ALBANIE
Situation économique et financière de l'Albanie - Mars 2018
L’économie albanaise est engagée dans un processus de convergence économique rapide vers l’Union européenne et connait une croissance dynamique, essentiellement tirée par la consommation des ménages, elle-même alimentée par les remises de la diaspora, et les grands projets d’infrastructure énergétique. Les efforts de consolidation budgétaire ont permis de corriger la courbe de la trajectoire de la dette publique, mais doivent être poursuivis. Le secteur financier reste handicapé par un taux élevé de créances douteuses, en réduction. La poursuite des réformes structurelles est indispensable et la réforme de la justice doit être achevée.
L’économie albanaise est engagée dans un processus de convergence économique dynamique vers l’UE
En autarcie économique jusqu’au début des années 90, le pays connait depuis une période de transition politique et économique accélérée. Membre de l’ALECE, l’Albanie a conclu un accord d’association et de stabilisation avec l’UE et a obtenu le statut de candidat officiel en juin 2014. Des réformes structurelles sont en cours afin de satisfaire les conditions nécessaires à son adhésion à l’UE, encouragées notamment par les perspectives d’ouverture des négociations offertes par la Commission dans sa dernière stratégie d’élargissement du 6 février 2018.
L’Albanie demeure un des pays les plus pauvres d’Europe mais l’écart de niveau de richesse se réduit peu à peu. Le PIB nominal de l’Albanie s’établit à 11,6 Mds EUR en 2017, pour une population d’environ 2,9 M d’habitants, soit un PIB par habitant de l’ordre de 4 000 EUR. Exprimé en standard de pouvoir d’achat, le PIB par habitant représente seulement 30% de la moyenne européenne.
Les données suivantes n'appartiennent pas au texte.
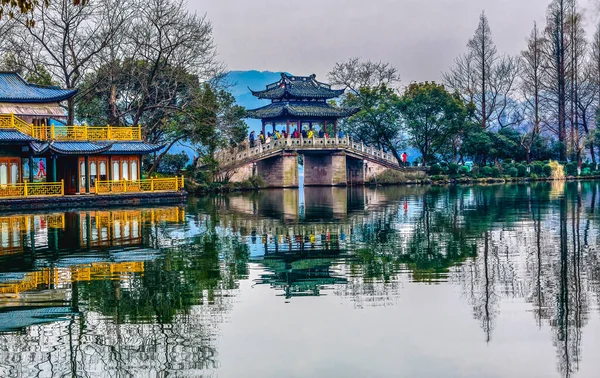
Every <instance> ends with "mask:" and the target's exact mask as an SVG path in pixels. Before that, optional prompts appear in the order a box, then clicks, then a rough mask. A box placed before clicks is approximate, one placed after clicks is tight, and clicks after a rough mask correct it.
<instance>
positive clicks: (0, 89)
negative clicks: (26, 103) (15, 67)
mask: <svg viewBox="0 0 600 378" xmlns="http://www.w3.org/2000/svg"><path fill="white" fill-rule="evenodd" d="M76 93H77V91H76V90H69V89H60V88H59V87H44V86H41V85H36V84H29V83H27V82H26V81H25V79H23V78H22V77H21V76H20V75H19V74H18V73H16V72H0V102H5V103H45V102H59V101H64V100H68V99H69V98H71V97H73V96H74V95H75V94H76Z"/></svg>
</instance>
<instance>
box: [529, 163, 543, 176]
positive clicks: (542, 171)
mask: <svg viewBox="0 0 600 378" xmlns="http://www.w3.org/2000/svg"><path fill="white" fill-rule="evenodd" d="M531 172H532V173H534V174H536V175H542V174H544V165H543V164H542V162H539V161H534V162H533V163H531Z"/></svg>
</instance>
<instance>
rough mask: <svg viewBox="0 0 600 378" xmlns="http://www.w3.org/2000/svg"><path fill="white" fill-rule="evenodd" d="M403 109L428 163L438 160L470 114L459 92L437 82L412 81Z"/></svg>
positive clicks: (403, 110)
mask: <svg viewBox="0 0 600 378" xmlns="http://www.w3.org/2000/svg"><path fill="white" fill-rule="evenodd" d="M400 109H401V111H402V114H403V116H404V120H405V123H406V129H407V132H408V134H409V135H410V141H411V145H412V146H413V147H415V148H417V149H419V151H420V152H421V156H422V161H423V163H424V164H425V165H426V164H427V162H429V161H432V160H435V155H436V154H437V153H438V152H439V151H440V149H442V148H443V147H444V145H445V144H446V143H448V142H449V141H450V140H451V138H452V137H454V136H455V135H456V134H457V133H458V131H459V130H460V128H461V127H462V126H463V124H464V123H465V120H466V119H467V117H468V116H469V110H468V107H466V106H465V105H464V103H463V101H462V99H461V98H460V96H459V95H458V93H454V94H451V93H449V92H448V91H446V89H445V88H444V86H443V85H440V84H436V83H434V82H424V83H413V84H410V85H409V86H408V88H407V89H406V91H405V92H404V94H403V95H402V97H401V98H400Z"/></svg>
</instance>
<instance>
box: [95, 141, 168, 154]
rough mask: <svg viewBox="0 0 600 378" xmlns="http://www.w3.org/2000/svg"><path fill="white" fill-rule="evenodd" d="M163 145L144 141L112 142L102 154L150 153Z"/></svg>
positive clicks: (137, 153) (151, 152)
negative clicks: (152, 143) (153, 143)
mask: <svg viewBox="0 0 600 378" xmlns="http://www.w3.org/2000/svg"><path fill="white" fill-rule="evenodd" d="M163 147H164V146H161V145H156V144H150V143H146V142H114V143H112V144H111V145H110V148H109V149H108V150H106V151H104V152H103V154H104V155H115V154H150V153H152V152H156V151H158V150H161V149H162V148H163Z"/></svg>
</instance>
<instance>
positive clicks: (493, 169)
mask: <svg viewBox="0 0 600 378" xmlns="http://www.w3.org/2000/svg"><path fill="white" fill-rule="evenodd" d="M492 177H500V168H498V167H496V166H493V167H492Z"/></svg>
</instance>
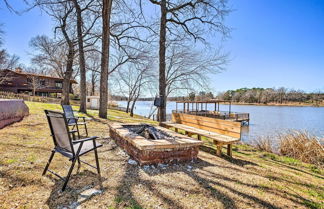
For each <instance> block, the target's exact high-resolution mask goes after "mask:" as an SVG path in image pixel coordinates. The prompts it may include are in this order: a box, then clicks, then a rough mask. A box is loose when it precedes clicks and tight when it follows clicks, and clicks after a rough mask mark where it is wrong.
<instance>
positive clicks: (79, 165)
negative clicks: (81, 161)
mask: <svg viewBox="0 0 324 209" xmlns="http://www.w3.org/2000/svg"><path fill="white" fill-rule="evenodd" d="M80 168H81V161H80V157H78V171H79V170H80Z"/></svg>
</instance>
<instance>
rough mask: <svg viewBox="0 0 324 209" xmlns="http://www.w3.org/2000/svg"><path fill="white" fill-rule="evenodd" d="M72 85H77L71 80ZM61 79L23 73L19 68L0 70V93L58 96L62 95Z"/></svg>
mask: <svg viewBox="0 0 324 209" xmlns="http://www.w3.org/2000/svg"><path fill="white" fill-rule="evenodd" d="M72 84H77V82H76V81H75V80H71V82H70V85H71V86H70V89H71V92H70V93H73V92H72ZM62 87H63V78H57V77H52V76H46V75H39V74H33V73H27V72H23V71H22V69H21V68H17V69H16V70H8V69H5V70H0V91H8V92H13V93H25V94H29V95H36V96H50V95H54V96H58V95H59V94H61V93H62Z"/></svg>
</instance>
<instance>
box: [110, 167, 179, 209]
mask: <svg viewBox="0 0 324 209" xmlns="http://www.w3.org/2000/svg"><path fill="white" fill-rule="evenodd" d="M139 171H140V167H139V166H134V165H130V164H127V165H126V169H125V174H124V176H123V178H122V180H121V182H120V185H119V186H118V188H117V192H118V193H117V196H116V197H115V202H116V204H117V206H118V207H122V208H125V207H130V208H142V206H141V205H140V203H139V202H138V201H137V200H136V197H135V195H134V194H133V192H132V190H131V189H132V187H133V186H136V185H138V184H139V183H140V184H141V185H143V186H144V187H146V188H147V190H148V191H150V192H152V193H153V195H154V196H155V197H156V198H158V199H160V200H162V201H163V203H164V204H166V205H168V207H167V208H183V206H182V205H180V204H178V203H177V202H175V201H174V200H172V199H171V198H169V197H168V196H167V195H165V194H163V193H161V192H160V191H159V190H157V189H156V188H155V183H154V182H153V181H150V180H145V179H141V178H140V176H139Z"/></svg>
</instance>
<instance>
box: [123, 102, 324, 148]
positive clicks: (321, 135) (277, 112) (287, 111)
mask: <svg viewBox="0 0 324 209" xmlns="http://www.w3.org/2000/svg"><path fill="white" fill-rule="evenodd" d="M118 104H119V105H120V106H122V107H126V102H118ZM181 107H182V106H181V105H179V106H178V108H179V109H180V108H181ZM151 108H152V102H147V101H140V102H137V103H136V109H135V113H136V114H138V115H143V116H148V114H149V112H150V110H151ZM213 108H214V106H213V105H210V106H208V109H210V110H213ZM175 109H176V105H175V102H168V105H167V114H171V112H172V110H175ZM220 110H223V111H228V106H227V105H220ZM232 112H246V113H250V126H245V127H244V128H243V134H242V140H243V141H246V142H248V141H251V140H253V139H255V138H257V137H259V136H272V135H276V134H278V133H282V132H283V131H285V130H292V129H294V130H307V131H308V132H310V133H312V134H315V135H316V136H319V137H324V107H278V106H252V105H232Z"/></svg>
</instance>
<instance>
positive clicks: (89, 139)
mask: <svg viewBox="0 0 324 209" xmlns="http://www.w3.org/2000/svg"><path fill="white" fill-rule="evenodd" d="M97 138H98V137H97V136H92V137H89V138H84V139H79V140H75V141H73V142H72V143H73V144H77V143H81V142H86V141H90V140H95V139H97Z"/></svg>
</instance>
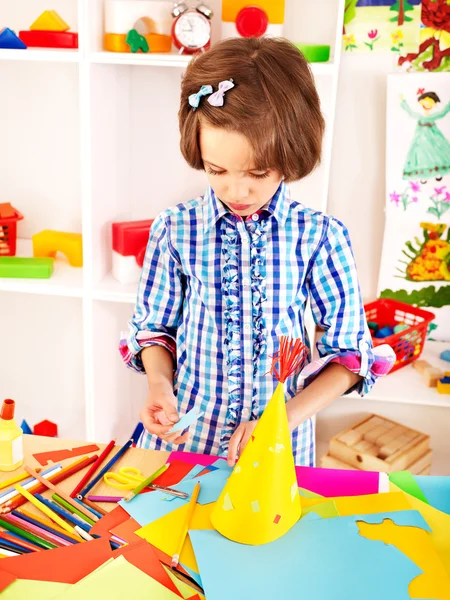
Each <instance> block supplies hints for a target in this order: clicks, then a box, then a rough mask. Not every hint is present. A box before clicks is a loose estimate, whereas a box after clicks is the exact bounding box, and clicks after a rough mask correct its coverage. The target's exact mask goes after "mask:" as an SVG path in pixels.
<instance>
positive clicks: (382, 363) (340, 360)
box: [300, 341, 396, 396]
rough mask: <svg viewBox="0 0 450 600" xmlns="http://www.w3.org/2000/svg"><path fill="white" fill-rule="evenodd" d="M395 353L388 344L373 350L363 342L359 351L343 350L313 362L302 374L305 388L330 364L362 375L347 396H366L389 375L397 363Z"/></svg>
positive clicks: (369, 345) (382, 345) (351, 389)
mask: <svg viewBox="0 0 450 600" xmlns="http://www.w3.org/2000/svg"><path fill="white" fill-rule="evenodd" d="M395 360H396V359H395V352H394V351H393V350H392V348H391V347H390V346H388V345H387V344H382V345H381V346H377V347H376V348H373V347H372V345H371V344H369V343H368V342H366V341H362V342H361V344H360V349H359V351H358V350H343V351H339V352H336V353H333V354H328V355H327V356H324V357H322V358H319V359H317V360H313V361H312V362H311V363H309V365H307V366H306V367H305V368H304V369H303V371H302V372H301V374H300V377H301V379H302V380H303V387H304V388H305V387H307V386H308V385H309V384H310V383H311V382H312V381H313V380H314V379H315V378H316V377H317V375H318V374H319V373H320V372H321V371H322V369H324V367H326V365H328V364H330V363H333V362H334V363H337V364H339V365H343V366H344V367H345V368H346V369H348V370H349V371H351V372H352V373H357V374H358V375H361V377H362V379H361V381H359V382H358V383H357V384H356V385H355V386H354V387H353V388H351V389H349V390H348V391H347V392H346V394H349V393H350V392H353V391H356V392H358V394H359V395H360V396H365V395H366V394H367V393H368V392H370V390H371V389H372V387H373V385H374V383H375V382H376V380H377V379H378V378H379V377H384V376H385V375H387V374H388V373H389V371H390V370H391V369H392V367H393V365H394V363H395Z"/></svg>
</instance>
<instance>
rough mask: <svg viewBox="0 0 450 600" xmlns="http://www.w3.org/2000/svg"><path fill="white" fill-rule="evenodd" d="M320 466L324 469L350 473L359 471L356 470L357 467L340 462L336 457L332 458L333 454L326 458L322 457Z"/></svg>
mask: <svg viewBox="0 0 450 600" xmlns="http://www.w3.org/2000/svg"><path fill="white" fill-rule="evenodd" d="M320 466H321V467H323V468H324V469H347V470H349V471H357V470H358V469H355V467H352V466H351V465H347V463H344V462H342V461H340V460H338V459H337V458H335V457H334V456H331V454H325V455H324V456H322V458H321V459H320Z"/></svg>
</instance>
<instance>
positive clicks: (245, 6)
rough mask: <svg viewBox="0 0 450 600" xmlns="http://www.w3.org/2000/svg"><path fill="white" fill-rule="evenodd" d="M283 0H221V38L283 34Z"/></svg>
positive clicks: (283, 4)
mask: <svg viewBox="0 0 450 600" xmlns="http://www.w3.org/2000/svg"><path fill="white" fill-rule="evenodd" d="M284 4H285V2H284V0H255V1H254V2H249V1H248V0H223V1H222V39H225V38H229V37H262V36H263V35H270V36H275V37H282V36H283V23H284Z"/></svg>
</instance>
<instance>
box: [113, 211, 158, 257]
mask: <svg viewBox="0 0 450 600" xmlns="http://www.w3.org/2000/svg"><path fill="white" fill-rule="evenodd" d="M153 220H154V219H149V220H147V221H122V222H121V223H113V225H112V238H113V239H112V246H113V250H114V251H115V252H118V253H119V254H121V255H122V256H135V257H136V260H137V262H138V264H139V266H141V267H142V264H143V262H144V255H145V248H146V246H147V242H148V236H149V232H150V227H151V226H152V223H153Z"/></svg>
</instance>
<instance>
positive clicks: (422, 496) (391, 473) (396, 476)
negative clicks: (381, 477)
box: [389, 471, 429, 504]
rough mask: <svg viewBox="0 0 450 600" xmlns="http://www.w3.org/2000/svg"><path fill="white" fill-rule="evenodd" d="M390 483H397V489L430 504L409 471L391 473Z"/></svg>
mask: <svg viewBox="0 0 450 600" xmlns="http://www.w3.org/2000/svg"><path fill="white" fill-rule="evenodd" d="M389 481H392V483H395V485H396V486H397V487H399V488H400V489H401V490H403V491H404V492H406V493H407V494H409V495H410V496H414V498H417V500H422V502H425V504H429V502H428V500H427V499H426V497H425V494H424V493H423V492H422V490H421V489H420V486H419V484H418V483H417V481H416V480H415V479H414V476H413V475H411V473H410V472H409V471H398V472H397V473H389Z"/></svg>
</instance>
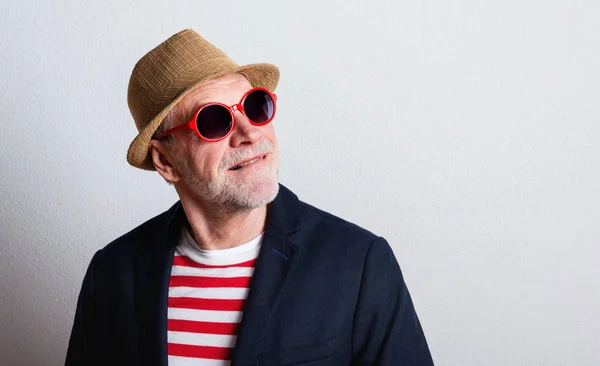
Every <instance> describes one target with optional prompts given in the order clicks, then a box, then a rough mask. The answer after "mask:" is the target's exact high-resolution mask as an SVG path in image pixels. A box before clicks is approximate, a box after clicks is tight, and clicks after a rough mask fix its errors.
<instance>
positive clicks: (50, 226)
mask: <svg viewBox="0 0 600 366" xmlns="http://www.w3.org/2000/svg"><path fill="white" fill-rule="evenodd" d="M18 102H19V101H11V100H7V99H6V98H4V99H2V101H1V103H2V105H1V106H0V110H2V111H3V114H4V115H5V116H8V121H7V122H6V123H7V124H10V126H6V127H5V129H6V131H5V133H4V134H3V137H2V143H1V144H0V170H1V171H2V172H3V179H2V181H1V183H0V187H1V194H2V200H1V202H0V213H1V215H0V233H1V234H0V235H1V236H0V239H1V246H2V249H1V252H0V269H1V275H2V276H1V279H0V291H1V294H2V296H1V297H0V323H1V326H0V355H1V356H0V357H1V359H2V361H1V362H0V363H1V364H3V365H11V366H14V365H27V366H29V365H60V364H64V357H65V353H66V347H67V342H68V337H69V334H70V329H71V326H72V321H73V316H74V309H75V306H76V301H77V294H78V291H79V285H80V283H81V280H82V278H83V275H84V272H85V267H86V265H87V263H88V262H89V258H90V256H89V253H86V250H85V248H84V247H82V246H81V245H80V244H81V243H80V240H74V238H73V237H72V236H71V237H70V235H69V229H68V226H69V225H72V223H70V224H69V222H68V221H70V220H67V219H66V218H68V217H69V214H68V211H69V207H68V206H69V205H68V202H73V201H72V200H71V201H69V200H65V197H64V193H63V192H64V191H65V190H66V189H67V188H62V190H61V189H60V188H59V187H60V186H61V184H60V181H57V180H56V176H57V175H59V174H68V173H65V172H62V173H61V172H60V169H57V170H59V171H55V170H53V169H54V168H55V167H56V164H55V162H54V161H52V155H50V154H43V153H40V151H42V152H43V149H42V150H39V149H36V146H35V145H36V143H37V142H38V139H39V138H40V137H39V136H36V131H34V130H33V129H27V128H23V124H21V123H15V121H17V122H18V121H20V120H21V119H22V117H21V116H19V114H20V113H21V112H20V111H17V110H16V106H18V105H19V103H18ZM40 111H41V112H40ZM43 111H44V108H43V106H42V107H41V108H39V109H37V111H36V112H35V113H36V120H42V121H47V122H48V121H49V122H48V123H53V122H52V121H51V119H49V118H45V116H44V115H43V114H44V112H43ZM15 116H19V118H16V117H15ZM11 117H12V118H11ZM46 117H48V116H46ZM11 119H12V121H11ZM23 120H26V119H25V118H23ZM18 126H21V127H20V128H19V127H18ZM55 143H59V141H58V142H56V141H55ZM44 167H46V168H44ZM68 189H69V190H72V189H73V185H70V186H69V187H68ZM70 194H73V195H77V194H78V192H71V193H70ZM64 202H67V204H65V203H64ZM77 241H79V243H77ZM78 244H79V245H78ZM72 258H76V259H79V258H81V260H79V261H78V262H75V263H73V261H72Z"/></svg>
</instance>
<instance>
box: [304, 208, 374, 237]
mask: <svg viewBox="0 0 600 366" xmlns="http://www.w3.org/2000/svg"><path fill="white" fill-rule="evenodd" d="M299 209H300V210H299V211H300V217H301V218H300V231H311V232H314V233H316V234H318V235H319V236H321V237H322V238H323V239H333V240H334V241H335V242H340V243H344V242H345V243H348V242H354V243H362V244H363V245H368V244H370V243H371V242H373V241H374V240H375V239H376V238H378V236H377V235H376V234H374V233H373V232H371V231H369V230H367V229H365V228H364V227H362V226H359V225H357V224H355V223H353V222H350V221H348V220H346V219H344V218H342V217H339V216H337V215H334V214H332V213H330V212H327V211H325V210H323V209H320V208H317V207H315V206H313V205H311V204H309V203H306V202H303V201H299Z"/></svg>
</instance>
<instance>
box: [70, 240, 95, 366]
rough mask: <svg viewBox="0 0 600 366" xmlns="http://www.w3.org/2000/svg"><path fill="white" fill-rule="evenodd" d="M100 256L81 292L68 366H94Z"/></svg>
mask: <svg viewBox="0 0 600 366" xmlns="http://www.w3.org/2000/svg"><path fill="white" fill-rule="evenodd" d="M99 254H100V251H98V252H97V253H96V254H95V255H94V258H92V261H91V263H90V265H89V266H88V269H87V271H86V274H85V277H84V279H83V284H82V286H81V291H80V292H79V298H78V300H77V308H76V310H75V320H74V322H73V328H72V330H71V337H70V339H69V346H68V348H67V356H66V360H65V365H66V366H75V365H92V364H93V363H94V362H93V361H92V355H91V353H92V350H91V345H92V339H91V338H92V337H93V335H94V316H93V313H94V309H93V307H94V304H93V301H94V269H95V265H96V262H97V261H98V257H99Z"/></svg>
Les transferts de la diaspora (d’au moins 8% du PIB) alimentent l’économie albanaise. Plus d’un million d’albanais seraient installés à l’étranger pour une population de 2,9 M. L’émigration est nourrie par la jeunesse de la population albanaise (les moins de 25 ans représentent 33% de la population) et par l’important différentiel de salaires qui perdure avec les pays voisins. Près de 550 000 albanais vivent en Italie et 500 000 en Grèce.
L’économie albanaise est dominée par le secteur des services, qui représente 53% de la valeur ajoutée en 2016 et par le secteur agricole (23% de la valeur ajoutée en 2016). Ce dernier est constitué de petites exploitations de subsistance peu compétitives et concentre près de la moitié des emplois. A noter le faible poids de l’industrie de transformation, 10% de la valeur ajoutée, inférieur au poids du secteur de la construction (11%). L’Albanie exporte de nombreuses matières premières, notamment du pétrole, du fer et de l’acier, et des minerais. Ce pays dispose des 4èmes réserves de chrome au niveau mondial.
L’économie albanaise a renoué avec une croissance dynamique depuis 2015
Selon les derniers chiffres du FMI, la croissance s’est portée à 3,9% en 2017, après 3,4% en 2016 et 2,2% en 2015. La croissance est essentiellement tirée par la consommation des ménages et les grands projets d’infrastructure énergétique, notamment le gazoduc Trans-Adriatique destiné à transporter le gaz azéri jusqu’en Italie et la centrale hydroélectrique sur la rivière Devoll. A noter un taux de chômage important de 14% en 2017, qui touche particulièrement les jeunes (26%). Malgré l’atténuation progressive de l’effet levier des projets d’infrastructure sur l’activité, le FMI ainsi que le ministère des Finances albanais prévoient un rythme de croissance de 4% à moyen terme (3,7% pour 2018). L’activité continuera de profiter de la vigueur de la consommation intérieure, soutenue par le crédit, et de l’investissement public.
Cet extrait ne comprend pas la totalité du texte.